I think the plc is telling the brake to disengauge and then the motor wont jog because of the lockout causing its weight to distribute accordingly and the platform does a quater turn then will not move


----------



## Big John (May 23, 2010)

Feed the brake circuit from a small transformer on the load-side of your motor disconnect so it's not possible to release the brake with the disconnect off. If this is a motor-mounted brake it also removes the hazard of multiple sources of power to a single piece of equipment.

My only concern is it sounds like you might be relying on the brake as an effective means of lockout. I'm not sure that with stored energy behind that brake it would be considered rendered safe even with electrical power removed.


----------



## Jabberwoky (Sep 2, 2012)

Could you use an output contact from the VFD such as a N.O. that closes when the drive is 'ready'. Run that to the PLC input and modify the program so the brake output can only turn on when the VFD is ready.


----------



## JRaef (Mar 23, 2009)

I see the problem as being that you have now added a condition that the PLC program does not know about and is not programmed to deal with.

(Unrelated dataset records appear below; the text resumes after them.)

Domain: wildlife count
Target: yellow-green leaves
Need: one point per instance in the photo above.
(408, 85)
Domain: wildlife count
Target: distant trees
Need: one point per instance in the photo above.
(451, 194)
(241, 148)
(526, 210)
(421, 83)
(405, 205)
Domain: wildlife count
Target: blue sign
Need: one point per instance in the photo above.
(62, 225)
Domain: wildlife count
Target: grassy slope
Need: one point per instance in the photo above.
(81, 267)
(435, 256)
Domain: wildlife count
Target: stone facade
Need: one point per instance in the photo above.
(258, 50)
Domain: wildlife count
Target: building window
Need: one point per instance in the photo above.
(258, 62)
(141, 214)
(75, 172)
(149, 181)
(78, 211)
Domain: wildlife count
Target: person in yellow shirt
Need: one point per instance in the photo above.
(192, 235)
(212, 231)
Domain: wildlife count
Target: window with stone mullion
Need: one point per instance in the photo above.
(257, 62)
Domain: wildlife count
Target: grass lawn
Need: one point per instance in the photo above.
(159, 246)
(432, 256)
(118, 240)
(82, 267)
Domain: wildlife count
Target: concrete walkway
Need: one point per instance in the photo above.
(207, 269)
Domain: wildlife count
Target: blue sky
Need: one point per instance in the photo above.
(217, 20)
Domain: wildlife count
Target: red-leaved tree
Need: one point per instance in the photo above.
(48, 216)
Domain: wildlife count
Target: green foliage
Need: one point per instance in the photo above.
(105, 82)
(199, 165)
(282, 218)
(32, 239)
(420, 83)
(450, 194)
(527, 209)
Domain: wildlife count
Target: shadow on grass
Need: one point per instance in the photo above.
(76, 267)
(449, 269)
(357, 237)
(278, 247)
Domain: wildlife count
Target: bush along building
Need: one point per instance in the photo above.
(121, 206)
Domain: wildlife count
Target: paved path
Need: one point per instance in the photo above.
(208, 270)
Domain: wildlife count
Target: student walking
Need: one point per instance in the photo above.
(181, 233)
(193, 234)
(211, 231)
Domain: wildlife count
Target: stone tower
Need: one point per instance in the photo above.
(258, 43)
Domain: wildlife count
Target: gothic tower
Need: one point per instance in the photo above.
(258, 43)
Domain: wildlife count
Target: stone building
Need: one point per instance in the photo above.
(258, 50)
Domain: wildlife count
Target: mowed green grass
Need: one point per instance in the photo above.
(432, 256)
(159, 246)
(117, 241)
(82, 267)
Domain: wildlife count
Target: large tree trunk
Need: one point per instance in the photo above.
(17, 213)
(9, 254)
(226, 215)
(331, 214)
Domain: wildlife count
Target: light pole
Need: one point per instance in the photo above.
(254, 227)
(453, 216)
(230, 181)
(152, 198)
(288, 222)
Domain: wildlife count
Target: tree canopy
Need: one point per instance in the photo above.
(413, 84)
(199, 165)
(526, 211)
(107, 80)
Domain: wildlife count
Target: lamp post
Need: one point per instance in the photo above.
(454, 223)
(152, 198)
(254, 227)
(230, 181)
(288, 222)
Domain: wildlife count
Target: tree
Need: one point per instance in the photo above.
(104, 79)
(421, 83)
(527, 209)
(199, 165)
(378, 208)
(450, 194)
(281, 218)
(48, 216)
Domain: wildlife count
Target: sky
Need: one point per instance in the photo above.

By adding the disconnect between the drive and the motor, there is now a condition wherein the motor power can be cut off, so no jogging, but the brake can be released because it is already powered separately. I don't see why someone would be trying to jog the motor with the disconnect switch open, so I'm assuming that is a mistake.

All you need to do is add an aux contact to your disconnect switch so that when the disconnect is opened for safety, the brake coil circuit is opened as well, so the PLC can no longer release the brake if someone forget to re-close the disconnect. I would add a 2nd aux contact in the switch to kill power to the VFD Run command signal too by the way. You don't want the VFD to be running when someone opens that switch, it can damage the VFD transistors.


----------



## the resistance (Jan 26, 2013)

Thanks everyone for the input .i did decide to tie a nearby interlock circuit into the a auxillary contact i ordered for the disconect 
when the interlock circuit is broken the brake holds and the vessell is stable


----------



## Jabberwoky (Sep 2, 2012)

I didn't catch that you put the disconnect between the motor and the drive. You definitely do not want that drive running when someone pulls that disconnect. When I used to do service calls I would relocate it to the line side of the VFD.


----------



## Trigger_442A (Sep 15, 2012)

What about when the drive is interlocked to operate two motors because your company cheaper out on two drives


----------



## Peewee0413 (Oct 18, 2012)

,........


----------